As shown in Figs 3 and 4, increasing of the disconnected components causes the increasing of the minimum path length (Fig 3) and it decreases the network efficiency (Fig 4A). On the other hand, the efficiency and the cost have different decreasing ratios (Fig 4A). If we estimate the efficiency per cost, the network efficiency E divided by the cost Cost (Fig 4B), then there exists a trade-off point, at which E/Cost takes its maximum value and the efficiency and the cost are balanced. As we have expected, this point coincides to the critical point, we have specified in above. Then it is suggested that the network structure of the brain is optimized with respect to its efficiency under the constraint of the energy consumption.
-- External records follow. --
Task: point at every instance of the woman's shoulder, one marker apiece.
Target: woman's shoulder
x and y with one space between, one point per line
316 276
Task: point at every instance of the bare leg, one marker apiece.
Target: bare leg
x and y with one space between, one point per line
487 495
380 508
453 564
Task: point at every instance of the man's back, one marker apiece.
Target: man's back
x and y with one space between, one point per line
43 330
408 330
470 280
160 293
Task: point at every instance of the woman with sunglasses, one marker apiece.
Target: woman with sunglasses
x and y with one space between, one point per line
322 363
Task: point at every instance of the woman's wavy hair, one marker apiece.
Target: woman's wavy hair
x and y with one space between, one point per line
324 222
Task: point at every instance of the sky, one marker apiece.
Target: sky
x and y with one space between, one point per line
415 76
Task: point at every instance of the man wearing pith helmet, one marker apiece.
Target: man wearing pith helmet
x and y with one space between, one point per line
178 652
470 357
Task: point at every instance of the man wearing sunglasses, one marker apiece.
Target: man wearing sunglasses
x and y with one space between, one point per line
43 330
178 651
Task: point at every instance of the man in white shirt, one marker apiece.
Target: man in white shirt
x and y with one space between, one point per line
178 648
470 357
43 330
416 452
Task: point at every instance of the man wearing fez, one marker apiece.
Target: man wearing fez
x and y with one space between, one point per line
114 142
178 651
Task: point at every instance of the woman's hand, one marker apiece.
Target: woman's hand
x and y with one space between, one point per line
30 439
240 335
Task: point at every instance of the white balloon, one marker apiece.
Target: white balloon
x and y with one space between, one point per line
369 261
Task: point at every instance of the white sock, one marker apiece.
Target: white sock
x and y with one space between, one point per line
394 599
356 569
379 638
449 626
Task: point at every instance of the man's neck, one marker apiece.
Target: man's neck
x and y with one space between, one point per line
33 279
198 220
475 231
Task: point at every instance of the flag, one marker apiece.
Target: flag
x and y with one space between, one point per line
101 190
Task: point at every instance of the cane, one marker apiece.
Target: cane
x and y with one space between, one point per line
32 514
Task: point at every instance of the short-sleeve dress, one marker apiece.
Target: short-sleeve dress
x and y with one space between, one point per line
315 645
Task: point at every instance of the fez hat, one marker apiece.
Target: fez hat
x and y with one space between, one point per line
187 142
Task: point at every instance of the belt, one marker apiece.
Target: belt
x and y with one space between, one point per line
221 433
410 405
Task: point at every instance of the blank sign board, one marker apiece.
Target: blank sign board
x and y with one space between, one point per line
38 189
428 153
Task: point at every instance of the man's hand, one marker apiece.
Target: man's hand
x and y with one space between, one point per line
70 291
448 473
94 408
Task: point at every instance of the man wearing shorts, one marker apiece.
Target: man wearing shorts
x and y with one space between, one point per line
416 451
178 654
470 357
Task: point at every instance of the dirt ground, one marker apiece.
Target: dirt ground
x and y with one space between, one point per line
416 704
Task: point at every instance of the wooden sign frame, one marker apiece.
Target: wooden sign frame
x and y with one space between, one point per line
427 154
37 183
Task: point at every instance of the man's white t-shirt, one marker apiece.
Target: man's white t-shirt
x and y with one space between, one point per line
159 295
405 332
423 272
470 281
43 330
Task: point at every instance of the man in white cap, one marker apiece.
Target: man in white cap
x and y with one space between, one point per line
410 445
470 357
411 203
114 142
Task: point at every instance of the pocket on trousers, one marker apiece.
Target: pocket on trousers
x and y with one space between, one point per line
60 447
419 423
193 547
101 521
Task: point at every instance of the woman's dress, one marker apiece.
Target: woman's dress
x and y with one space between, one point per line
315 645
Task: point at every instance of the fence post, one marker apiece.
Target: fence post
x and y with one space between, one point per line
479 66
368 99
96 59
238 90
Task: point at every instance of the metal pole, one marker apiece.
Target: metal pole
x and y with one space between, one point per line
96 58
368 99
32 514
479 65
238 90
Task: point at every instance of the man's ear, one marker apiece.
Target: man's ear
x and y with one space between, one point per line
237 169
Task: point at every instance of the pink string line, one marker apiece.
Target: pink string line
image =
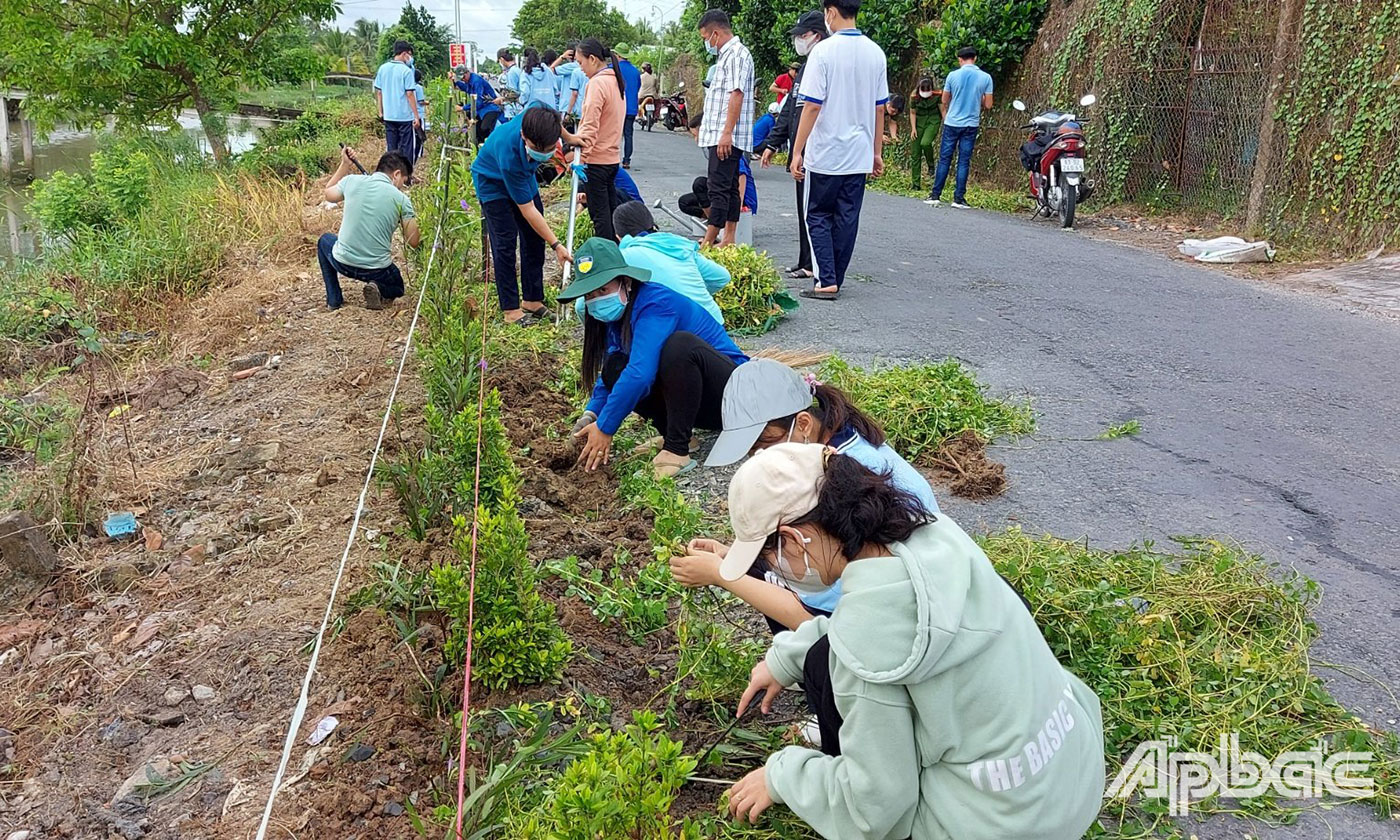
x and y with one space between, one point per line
471 604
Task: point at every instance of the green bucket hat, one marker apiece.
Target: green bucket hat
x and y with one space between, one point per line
597 262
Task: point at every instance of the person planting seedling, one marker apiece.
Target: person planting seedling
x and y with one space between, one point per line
767 403
941 709
375 206
648 350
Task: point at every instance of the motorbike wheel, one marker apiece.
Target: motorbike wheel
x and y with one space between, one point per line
1068 198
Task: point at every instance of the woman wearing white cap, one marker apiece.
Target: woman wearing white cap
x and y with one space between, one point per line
942 711
766 403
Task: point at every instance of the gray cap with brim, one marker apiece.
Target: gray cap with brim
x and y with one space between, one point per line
759 391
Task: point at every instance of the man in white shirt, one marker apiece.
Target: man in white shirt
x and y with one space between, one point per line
839 142
727 129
In this mechanism, the criticality would contribute to this feature, because the power law allows the abundant existence of the network hub. Due to these hubs, the loss of the network efficiency with losing the connections is expected to be suppressed at relatively low level compared to the cost reduction. Then it results in the emergence of the critical point, at which E/Cost has its maximum value. According to our results, the conditions, the criticality and the energy constraint, have essential roles in realizing the cost effective network structure in the brain.

Concluding remarks

In summarizing the discussion above, our results support the assumption that the economical trade-off between the network cost minimization and the loss of the network efficiency is realized in the brain [50]. The mechanism underlying the network structure in the brain, which is suggested by our results, can be described as follows. At first, due to the energy constraint on the brain, the total number of links and the strength of the connectivity between regions are restricted. On the other hand, the network is required to maintain connections sufficient to preserve the integrated communication between regions. Then the brain operates in the critical state between the connected network and the fragmented one. Around this state, the network efficiency can be preserved at relatively high level compared to the cost reduction, because the power law in the critical state allows the abundant existence of the network hub. Thus the brain achieves the cost effective network structure with reducing the costs.

Data Availability

All relevant data are within the paper.

Funding Statement

The author received no specific funding for this work.